Les recherches « ont conduit à la découverte du corps du guide béninois » et « se poursuivent activement afin de retrouver nos deux compatriotes », renchérit le ministère français des Affaires étrangères dans un communiqué distinct.
Selon une source gouvernementale béninoise interrogée par l’AFP, une grande incertitude règne toujours quant au sort des deux touristes français disparus depuis mercredi, « deux enseignants venus passer une dizaine de jours en vacances au Bénin ».
L’homme retrouvé mort « était un guide professionnel bien connu au Bénin. Hier matin (samedi) lorsque les gens du parc l’ont découvert, ils l’ont reconnu malgré l’état très abîmé du corps. Un médecin légiste qui l’a ensuite examiné a estimé que c’était lui à 99% », a poursuivi cette source.
Le pantalon retrouvé sur le cadavre a été présenté à sa famille, qui a confirmé qu’il s’agissait bien de celui du guide béninois Fiacre Gbédji.
« La thèse d’un enlèvement se précise » pour les deux touristes français, dont le véhicule a été retrouvé dans l’est du Burkina Faso, a confié à l’AFP une source sécuritaire de la région. « Un Toyota 4 Runner qui transportait les deux touristes français et leur guide a été retrouvé sans les occupants », a-t-elle détaillé.
Les deux touristes « ont peut-être déjà passé la frontière avec le Mali », base arrière de nombreux groupes jihadistes, a affirmé cette source proche du gouvernement béninois.

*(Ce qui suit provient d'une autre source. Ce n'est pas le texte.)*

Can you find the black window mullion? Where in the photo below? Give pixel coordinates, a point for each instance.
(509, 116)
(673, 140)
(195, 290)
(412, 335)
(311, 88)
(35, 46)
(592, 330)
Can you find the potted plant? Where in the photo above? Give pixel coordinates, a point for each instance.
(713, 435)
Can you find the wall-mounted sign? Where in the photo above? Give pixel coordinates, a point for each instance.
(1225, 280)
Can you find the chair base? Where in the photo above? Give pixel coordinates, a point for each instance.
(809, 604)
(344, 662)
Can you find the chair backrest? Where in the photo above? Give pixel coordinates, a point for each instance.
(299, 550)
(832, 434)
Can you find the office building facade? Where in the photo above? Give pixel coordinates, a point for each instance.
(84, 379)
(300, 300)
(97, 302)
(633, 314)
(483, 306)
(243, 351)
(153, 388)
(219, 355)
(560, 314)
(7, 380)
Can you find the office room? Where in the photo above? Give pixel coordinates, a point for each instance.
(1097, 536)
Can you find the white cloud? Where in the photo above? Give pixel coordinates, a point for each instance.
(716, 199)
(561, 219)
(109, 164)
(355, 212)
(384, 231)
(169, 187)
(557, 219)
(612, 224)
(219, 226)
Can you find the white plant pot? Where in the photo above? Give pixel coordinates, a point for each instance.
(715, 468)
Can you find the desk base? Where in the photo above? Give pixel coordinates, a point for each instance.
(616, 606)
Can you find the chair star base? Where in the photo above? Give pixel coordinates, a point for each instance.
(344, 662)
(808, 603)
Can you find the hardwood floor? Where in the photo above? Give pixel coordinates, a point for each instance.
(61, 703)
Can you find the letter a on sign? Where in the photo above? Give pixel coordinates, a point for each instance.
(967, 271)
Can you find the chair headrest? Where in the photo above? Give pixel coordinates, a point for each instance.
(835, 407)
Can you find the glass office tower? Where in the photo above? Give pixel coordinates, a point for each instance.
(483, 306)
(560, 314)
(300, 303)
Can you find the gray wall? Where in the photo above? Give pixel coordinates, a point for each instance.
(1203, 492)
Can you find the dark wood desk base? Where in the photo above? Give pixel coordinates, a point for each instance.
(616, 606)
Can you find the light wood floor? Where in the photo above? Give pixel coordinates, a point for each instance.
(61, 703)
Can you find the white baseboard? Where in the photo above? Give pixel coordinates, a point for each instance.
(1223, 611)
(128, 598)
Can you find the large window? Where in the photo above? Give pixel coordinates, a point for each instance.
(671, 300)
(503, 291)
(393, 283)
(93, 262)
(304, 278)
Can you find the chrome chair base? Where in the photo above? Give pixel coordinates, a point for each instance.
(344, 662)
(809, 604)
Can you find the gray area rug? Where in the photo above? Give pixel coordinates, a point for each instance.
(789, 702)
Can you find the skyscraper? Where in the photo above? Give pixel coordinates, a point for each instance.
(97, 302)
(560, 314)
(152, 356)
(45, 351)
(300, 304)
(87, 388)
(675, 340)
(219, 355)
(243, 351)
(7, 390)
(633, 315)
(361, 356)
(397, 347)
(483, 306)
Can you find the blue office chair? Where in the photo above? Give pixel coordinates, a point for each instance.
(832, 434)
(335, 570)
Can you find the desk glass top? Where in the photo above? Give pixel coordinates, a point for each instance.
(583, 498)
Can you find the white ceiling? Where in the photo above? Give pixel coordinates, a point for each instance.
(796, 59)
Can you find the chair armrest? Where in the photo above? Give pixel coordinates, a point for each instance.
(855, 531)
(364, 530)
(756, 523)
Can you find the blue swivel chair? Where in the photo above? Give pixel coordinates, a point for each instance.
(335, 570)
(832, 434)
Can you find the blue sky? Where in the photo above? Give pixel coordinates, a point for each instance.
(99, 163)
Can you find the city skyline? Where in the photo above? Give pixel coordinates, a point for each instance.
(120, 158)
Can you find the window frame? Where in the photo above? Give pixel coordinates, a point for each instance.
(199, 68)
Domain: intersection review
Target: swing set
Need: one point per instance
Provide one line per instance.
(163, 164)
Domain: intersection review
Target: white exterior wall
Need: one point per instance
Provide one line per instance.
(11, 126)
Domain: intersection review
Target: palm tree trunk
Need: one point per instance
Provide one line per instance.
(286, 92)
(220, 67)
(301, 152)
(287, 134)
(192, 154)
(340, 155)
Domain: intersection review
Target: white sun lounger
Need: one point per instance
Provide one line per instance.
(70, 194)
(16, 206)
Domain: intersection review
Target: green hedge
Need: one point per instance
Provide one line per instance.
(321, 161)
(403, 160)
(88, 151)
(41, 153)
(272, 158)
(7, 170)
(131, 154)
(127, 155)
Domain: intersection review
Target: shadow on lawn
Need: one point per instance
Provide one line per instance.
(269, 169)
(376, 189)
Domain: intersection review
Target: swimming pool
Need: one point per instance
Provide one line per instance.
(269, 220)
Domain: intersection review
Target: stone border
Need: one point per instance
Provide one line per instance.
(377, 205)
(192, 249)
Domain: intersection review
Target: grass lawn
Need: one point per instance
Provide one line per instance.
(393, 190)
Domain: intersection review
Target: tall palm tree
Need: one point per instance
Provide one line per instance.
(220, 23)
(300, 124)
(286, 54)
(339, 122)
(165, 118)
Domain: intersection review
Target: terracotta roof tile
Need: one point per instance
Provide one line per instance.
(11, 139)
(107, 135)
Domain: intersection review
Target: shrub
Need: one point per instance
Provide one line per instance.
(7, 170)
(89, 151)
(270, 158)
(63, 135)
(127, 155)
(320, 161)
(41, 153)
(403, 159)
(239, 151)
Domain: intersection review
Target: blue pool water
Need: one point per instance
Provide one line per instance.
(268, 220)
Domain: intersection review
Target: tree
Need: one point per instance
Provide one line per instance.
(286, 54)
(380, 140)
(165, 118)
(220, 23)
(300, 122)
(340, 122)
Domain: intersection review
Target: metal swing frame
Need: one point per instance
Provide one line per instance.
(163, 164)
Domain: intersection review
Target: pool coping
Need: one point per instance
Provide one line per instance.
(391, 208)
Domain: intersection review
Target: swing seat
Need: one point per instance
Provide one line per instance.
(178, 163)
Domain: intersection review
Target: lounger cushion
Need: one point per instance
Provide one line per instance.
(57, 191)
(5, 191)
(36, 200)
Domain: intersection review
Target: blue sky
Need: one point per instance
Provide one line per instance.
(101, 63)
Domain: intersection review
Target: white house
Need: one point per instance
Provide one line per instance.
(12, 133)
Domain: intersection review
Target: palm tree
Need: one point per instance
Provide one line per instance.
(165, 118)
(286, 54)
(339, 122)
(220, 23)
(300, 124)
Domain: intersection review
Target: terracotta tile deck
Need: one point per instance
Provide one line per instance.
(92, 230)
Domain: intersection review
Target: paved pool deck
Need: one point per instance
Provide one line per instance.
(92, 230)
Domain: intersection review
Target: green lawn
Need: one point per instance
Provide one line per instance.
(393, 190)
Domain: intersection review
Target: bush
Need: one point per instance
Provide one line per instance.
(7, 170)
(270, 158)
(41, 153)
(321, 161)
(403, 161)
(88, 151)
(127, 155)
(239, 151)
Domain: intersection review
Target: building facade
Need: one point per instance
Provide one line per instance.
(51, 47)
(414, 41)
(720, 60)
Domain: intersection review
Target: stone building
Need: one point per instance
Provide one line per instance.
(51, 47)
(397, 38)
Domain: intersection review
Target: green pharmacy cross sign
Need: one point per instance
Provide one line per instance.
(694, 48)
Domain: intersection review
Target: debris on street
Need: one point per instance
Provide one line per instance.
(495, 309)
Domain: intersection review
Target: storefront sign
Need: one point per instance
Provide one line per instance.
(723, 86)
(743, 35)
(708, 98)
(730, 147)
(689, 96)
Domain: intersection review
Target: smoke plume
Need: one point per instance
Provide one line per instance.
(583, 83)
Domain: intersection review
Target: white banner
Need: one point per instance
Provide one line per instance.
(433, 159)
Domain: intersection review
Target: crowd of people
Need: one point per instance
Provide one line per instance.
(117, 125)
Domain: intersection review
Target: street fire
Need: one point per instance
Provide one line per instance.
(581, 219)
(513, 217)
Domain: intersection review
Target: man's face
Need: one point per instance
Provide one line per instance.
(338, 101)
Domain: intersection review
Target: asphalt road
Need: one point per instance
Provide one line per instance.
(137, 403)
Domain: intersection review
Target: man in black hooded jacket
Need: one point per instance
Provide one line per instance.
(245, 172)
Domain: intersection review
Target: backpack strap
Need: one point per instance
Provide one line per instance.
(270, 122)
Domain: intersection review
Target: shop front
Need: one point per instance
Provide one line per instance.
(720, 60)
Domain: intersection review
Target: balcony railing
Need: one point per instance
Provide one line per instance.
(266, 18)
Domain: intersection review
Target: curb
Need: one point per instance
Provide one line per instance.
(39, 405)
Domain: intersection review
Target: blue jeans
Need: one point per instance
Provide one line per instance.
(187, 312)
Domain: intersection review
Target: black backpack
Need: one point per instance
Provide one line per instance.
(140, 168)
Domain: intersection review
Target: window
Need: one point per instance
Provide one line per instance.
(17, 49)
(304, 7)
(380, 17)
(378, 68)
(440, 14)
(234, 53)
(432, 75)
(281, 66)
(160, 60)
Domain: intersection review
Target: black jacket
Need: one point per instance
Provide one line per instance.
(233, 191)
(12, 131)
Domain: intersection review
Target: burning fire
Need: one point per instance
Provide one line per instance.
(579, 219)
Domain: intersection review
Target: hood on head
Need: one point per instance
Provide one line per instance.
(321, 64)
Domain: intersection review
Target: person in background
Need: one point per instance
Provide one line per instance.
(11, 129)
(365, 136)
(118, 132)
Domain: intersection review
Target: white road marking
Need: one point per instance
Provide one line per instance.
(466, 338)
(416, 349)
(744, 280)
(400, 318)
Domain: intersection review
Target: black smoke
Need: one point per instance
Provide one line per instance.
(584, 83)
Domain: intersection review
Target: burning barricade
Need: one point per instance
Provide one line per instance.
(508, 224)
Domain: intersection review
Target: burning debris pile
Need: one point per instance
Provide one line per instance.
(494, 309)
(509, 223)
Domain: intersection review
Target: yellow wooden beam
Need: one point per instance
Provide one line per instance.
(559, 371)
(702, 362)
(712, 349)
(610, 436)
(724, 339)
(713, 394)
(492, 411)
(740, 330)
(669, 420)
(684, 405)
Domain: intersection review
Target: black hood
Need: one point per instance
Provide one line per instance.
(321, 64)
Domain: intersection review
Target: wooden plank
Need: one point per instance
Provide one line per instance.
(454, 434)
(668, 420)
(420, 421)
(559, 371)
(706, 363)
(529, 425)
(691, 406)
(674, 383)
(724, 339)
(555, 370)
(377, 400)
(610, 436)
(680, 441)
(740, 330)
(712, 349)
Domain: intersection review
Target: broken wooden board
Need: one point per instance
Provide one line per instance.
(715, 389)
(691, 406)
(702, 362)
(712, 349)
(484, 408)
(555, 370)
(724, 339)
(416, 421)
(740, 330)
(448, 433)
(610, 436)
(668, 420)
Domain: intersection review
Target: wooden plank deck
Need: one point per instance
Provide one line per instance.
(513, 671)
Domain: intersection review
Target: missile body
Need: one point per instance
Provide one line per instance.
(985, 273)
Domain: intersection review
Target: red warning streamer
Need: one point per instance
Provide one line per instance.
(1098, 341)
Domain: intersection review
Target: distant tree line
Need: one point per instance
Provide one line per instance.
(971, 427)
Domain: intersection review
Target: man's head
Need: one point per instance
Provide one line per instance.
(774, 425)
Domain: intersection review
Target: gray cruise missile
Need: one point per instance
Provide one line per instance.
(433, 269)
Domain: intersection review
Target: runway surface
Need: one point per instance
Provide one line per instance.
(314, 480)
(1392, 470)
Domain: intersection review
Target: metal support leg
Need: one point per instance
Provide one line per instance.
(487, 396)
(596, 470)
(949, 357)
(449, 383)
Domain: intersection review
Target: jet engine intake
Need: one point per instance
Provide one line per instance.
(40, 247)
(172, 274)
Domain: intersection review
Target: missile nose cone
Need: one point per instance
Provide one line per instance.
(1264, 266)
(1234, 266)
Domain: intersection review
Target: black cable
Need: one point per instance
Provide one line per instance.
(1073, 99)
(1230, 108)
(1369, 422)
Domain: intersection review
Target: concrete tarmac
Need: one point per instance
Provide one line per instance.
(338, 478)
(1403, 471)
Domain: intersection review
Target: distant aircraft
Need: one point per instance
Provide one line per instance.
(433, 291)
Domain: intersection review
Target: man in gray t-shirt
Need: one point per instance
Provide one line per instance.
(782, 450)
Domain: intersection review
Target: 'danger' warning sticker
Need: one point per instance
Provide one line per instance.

Ils ont disparu mercredi soir et « sont probablement déjà très loin », selon une source sécuritaire à Cotonou.
Les deux enseignants avaient visité plusieurs sites dans le sud du pays, dont Abomey et Ouidah, et devaient s’envoler dimanche soir pour Paris.
– Dégradation sécuritaire –
La Pendjari, avec ses 4.700 km2, est l’un des trois parcs de l’ensemble WAP (W, Arly et Pendjari) qui s’étend sur le Bénin, le Burkina Faso et le Niger, et l’un des derniers sanctuaires de la vie sauvage en Afrique de l’Ouest.
Il fait partie des grands projets de réhabilitation engagés par le Bénin pour son développement économique depuis l’arrivée au pouvoir du président Patrice Talon, en avril 2016.
Les investisseurs se sont engagés à investir 26 millions de dollars (dont 6 millions par le gouvernement béninois) en dix ans pour faire revivre ce parc, abîmé par des décennies de négligence.
Mais sa situation géographique, limitrophe avec le Burkina Faso, était une menace constante, désormais réelle: le pays voisin est confronté à une dégradation de la situation sécuritaire sur son sol depuis 3 ans, avec une accélération alarmante ces derniers mois.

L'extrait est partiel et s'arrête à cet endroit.